A cryptocurrency wallet is a device, physical medium, program or a service which stores the public and/or private keys[3] for cryptocurrency transactions. In addition to this basic function of storing the keys, a cryptocurrency wallet more often also offers the functionality of encrypting and/or signing information. Signing can for example result in executing a smart contract, a cryptocurrency transaction (see “bitcoin transaction” image), identification or legally signing a ‘document’ (see “application form” image).
Private and public key generation
A crypto currency wallet works by a theoretical or random number being generated and used with a length depending on the algorithm size of the cryptocurrency’s technology requirements. The number is then converted to a private key using the specific requirements of the cryptocurrency cryptography algorithm requirement. A public key is then generated from the private key using whichever cryptographic algorithm requirements are required. The private key is utilised by the owner to access and send cryptocurrency and is private to the owner, whereas the public key is to be shared to any third party to receive cryptocurrency.

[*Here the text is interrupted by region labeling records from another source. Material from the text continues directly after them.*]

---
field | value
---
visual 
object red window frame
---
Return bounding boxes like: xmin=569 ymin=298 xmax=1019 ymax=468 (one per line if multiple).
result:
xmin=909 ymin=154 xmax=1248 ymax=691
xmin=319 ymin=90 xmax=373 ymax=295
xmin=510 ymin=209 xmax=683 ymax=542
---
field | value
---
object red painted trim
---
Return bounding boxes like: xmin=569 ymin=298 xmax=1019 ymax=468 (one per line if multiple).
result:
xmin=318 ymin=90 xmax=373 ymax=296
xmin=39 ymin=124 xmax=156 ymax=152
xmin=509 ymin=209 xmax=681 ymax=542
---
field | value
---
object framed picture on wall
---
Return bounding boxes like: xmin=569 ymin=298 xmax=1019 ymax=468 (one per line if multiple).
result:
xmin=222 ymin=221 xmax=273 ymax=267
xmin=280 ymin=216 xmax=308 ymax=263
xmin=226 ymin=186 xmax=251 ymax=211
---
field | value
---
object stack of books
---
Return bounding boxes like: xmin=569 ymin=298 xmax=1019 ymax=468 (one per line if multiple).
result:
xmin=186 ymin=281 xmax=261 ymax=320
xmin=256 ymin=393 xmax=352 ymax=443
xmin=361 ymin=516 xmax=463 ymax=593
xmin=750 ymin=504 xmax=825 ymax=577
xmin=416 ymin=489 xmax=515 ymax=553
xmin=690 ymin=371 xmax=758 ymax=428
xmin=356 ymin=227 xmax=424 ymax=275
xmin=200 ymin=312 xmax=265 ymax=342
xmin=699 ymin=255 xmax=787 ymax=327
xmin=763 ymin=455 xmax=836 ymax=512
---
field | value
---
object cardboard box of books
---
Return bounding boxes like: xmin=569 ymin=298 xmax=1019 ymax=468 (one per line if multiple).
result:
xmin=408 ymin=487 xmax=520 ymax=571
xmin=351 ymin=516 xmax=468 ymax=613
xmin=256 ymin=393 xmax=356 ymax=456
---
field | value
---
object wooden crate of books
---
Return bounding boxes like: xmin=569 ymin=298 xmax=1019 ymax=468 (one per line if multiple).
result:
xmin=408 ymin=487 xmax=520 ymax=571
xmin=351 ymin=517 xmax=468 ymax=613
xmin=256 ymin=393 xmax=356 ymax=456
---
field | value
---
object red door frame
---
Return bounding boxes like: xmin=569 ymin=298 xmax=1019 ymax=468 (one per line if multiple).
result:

Up to this stage no computer or electronic device is required and all (key pair) can be mathematically derived and written down by hand. The private key and public key pair (known as address) are not known by the blockchain or anyone else. The blockchain will only record the transaction of the public address when cryptocurrency is sent to it, thus recording in the blockchain ledger the transaction of the public address.
Duplicate private key
Collision prevention of having 2 or more wallets with the same private key is a possibility (as key’s can be generated without transactions sent to them thus being offline until recorded in the blockchain ledger) negated by the theoretical possibility of such a combination of 2 or more private key’s being similar is theoretically difficult to achieve due to the amount of possible wallets in a certain cryptocurrency cryptography being equated to briefly less than atoms in the universe, a high enough number to be incomprehensible to duplicate and difficult to hack.
Seed phrases
In modern convention a seed phrase is now utilised which is a 12 to 24 word and greater word phrase that is an unencrypted form of the private key in dictionary word format which is simpler to remember then a encrypted cryptographic key in another string format. When online, exchange and hardware wallets are generated using random numbers a seed phrase is asked to be recorded by the user, so that when access to the wallet becomes misplaced, damaged or compromised, the seed phrase can be used to re-access the wallet and associated keys and cryptocurrency.
Wallets
A number of technologies known as wallets exist that store the key value pair of private and public key known as wallets. A wallet hosts the details of the key pair making transacting cryptocurrency possible. There exists multiple methods of storing keys or seed in a wallet from using paper wallets which are traditional public, private or seed keys written on paper to using hardware wallets which are dedicated hardware to securely store your wallet information, using an digital wallet which is a computer with a software hosting your wallet information, hosting your wallet using an exchange where cryptocurrency is traded. or by storing your wallet information on a digital medium such as plaintext.